Comparing Synthetic Data Platforms: Synetic AI and NVIDIA Omniverse
This paper evaluates Synetic AI and NVIDIA Omniverse as platforms for generating synthetic data for computer vision, focusing on workflow simplicity, scalability, and dataset utility.
This white paper compares Synetic AI and NVIDIA Omniverse for synthetic data generation, focusing on deployment-ready computer vision models. Whether you’re exploring simulation tools or evaluating dataset creation platforms, this guide outlines key differences and trade-offs.
Why Compare These Platforms?
NVIDIA Omniverse and Synetic AI represent two distinct approaches to synthetic data generation.
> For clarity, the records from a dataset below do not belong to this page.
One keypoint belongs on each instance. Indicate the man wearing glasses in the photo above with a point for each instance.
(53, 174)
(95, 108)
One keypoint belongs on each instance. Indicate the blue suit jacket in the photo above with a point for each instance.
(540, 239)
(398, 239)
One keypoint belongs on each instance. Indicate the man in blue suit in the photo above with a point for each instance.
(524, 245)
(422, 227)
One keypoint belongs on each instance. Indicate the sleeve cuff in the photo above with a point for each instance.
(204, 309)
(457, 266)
This section explores their comparative strengths and limitations, particularly for organizations seeking to develop production-ready vision models as opposed to building custom simulation environments.
Evolution of Simulation Tools in Synthetic Data Generation
Simulation platforms like Omniverse have played a central role in advancing synthetic data generation by enabling physics-based rendering and complex 3D scenarios. These platforms remain powerful tools for teams with specialized needs and simulation expertise. At the same time, the landscape is evolving. Newer platforms such as Synetic AI are emerging with a focus on simplifying synthetic data pipelines, emphasizing ease of use, scalability, and alignment with downstream vision model requirements. This section explores how the field is shifting toward broader accessibility without compromising on output fidelity.
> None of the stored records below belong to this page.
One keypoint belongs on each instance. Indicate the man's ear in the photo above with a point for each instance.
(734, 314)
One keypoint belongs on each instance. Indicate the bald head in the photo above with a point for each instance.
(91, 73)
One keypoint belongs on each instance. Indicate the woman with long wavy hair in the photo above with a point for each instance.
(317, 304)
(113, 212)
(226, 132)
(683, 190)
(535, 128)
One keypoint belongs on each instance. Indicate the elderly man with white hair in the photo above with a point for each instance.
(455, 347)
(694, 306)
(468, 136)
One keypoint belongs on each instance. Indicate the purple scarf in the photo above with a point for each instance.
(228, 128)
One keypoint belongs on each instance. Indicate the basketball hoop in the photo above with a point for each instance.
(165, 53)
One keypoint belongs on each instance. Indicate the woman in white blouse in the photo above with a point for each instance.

Simulation Team Requirements
Omniverse typically necessitates a team of simulation engineers and 3D artists to support dataset creation workflows. Synetic’s methodology is positioned as an intermediary between manual and fully autonomous processes, allowing users to specify requirements and receive high-quality datasets. This approach may reduce or eliminate the need for a dedicated simulation team in certain contexts.
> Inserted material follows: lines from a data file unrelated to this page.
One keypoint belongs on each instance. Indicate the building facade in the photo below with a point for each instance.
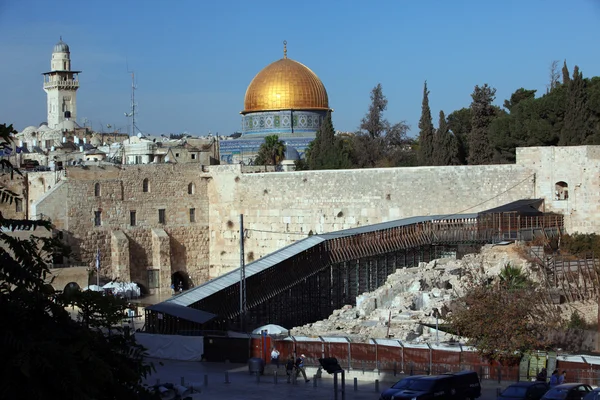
(286, 99)
(61, 84)
(153, 222)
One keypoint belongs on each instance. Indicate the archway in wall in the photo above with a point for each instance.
(561, 191)
(71, 287)
(143, 289)
(181, 278)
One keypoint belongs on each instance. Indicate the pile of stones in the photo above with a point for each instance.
(411, 296)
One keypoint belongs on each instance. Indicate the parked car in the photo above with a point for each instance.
(593, 395)
(467, 384)
(457, 386)
(398, 387)
(524, 390)
(568, 391)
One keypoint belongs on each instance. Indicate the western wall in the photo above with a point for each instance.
(281, 207)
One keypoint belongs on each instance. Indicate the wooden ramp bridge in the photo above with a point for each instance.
(307, 280)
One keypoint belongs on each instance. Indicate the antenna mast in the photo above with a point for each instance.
(132, 113)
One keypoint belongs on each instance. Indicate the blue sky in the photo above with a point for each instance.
(194, 59)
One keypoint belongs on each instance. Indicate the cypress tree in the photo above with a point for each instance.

Using Omniverse Cosmos Assets
Omniverse Cosmos provides a curated library of 3D assets primarily intended for simulation and visualization. While these assets can be imported into Synetic, they often require modification to support procedural variation, physics-based interactions, or licensing suitable for synthetic dataset generation. Synetic emphasizes the use of reusable, procedurally generated assets that are specifically designed for vision AI applications.
Workflow Design and Automation
Omniverse offers extensive control over the simulation stack, which can increase complexity in environment setup, asset management, and output configuration. These processes may extend engineering timelines. In contrast, Synetic AI eliminates the need for scripting, manual 3D setup, or simulation configuration. Users simply specify what they want the model to recognize and provide context about the intended use case. From there, Synetic AI handles everything—from asset creation and image generation to scenario variability, model training, and SDK wrapping—streamlining the entire synthetic data workflow into a single, guided experience.
Balancing Simulation Fidelity with Dataset Utility
Omniverse is capable of generating high-fidelity simulations suitable for robotics demonstrations or immersive visualization. However, high realism does not inherently guarantee the utility of training data, which frequently depends on coverage, variation, and annotation quality. Synetic AI emphasizes dataset utility, including edge case density, physics-based variation, and consistent annotation, to align with the requirements of contemporary vision models.
Iteration Speed and Productivity
Iteration speed is a critical factor in synthetic dataset generation. Omniverse provides considerable flexibility, but this can introduce additional pipeline overhead and increase iteration times. Synetic AI is designed to support rapid dataset iteration through the use of prebuilt assets, procedural environments, and automation, enabling the generation of large volumes of annotated images in shorter timeframes.
Optimizing for Vision AI Tasks
Omniverse serves as a robust simulation platform and is widely used in robotics, visualization, and digital twin applications. While simulation is foundational, further optimization is often necessary for effective model training. Synetic AI is developed with a focus on vision tasks, incorporating features and automations that target training accuracy, deployment efficiency, and inference robustness. Its datasets are structured to address practical challenges encountered in real-world computer vision scenarios.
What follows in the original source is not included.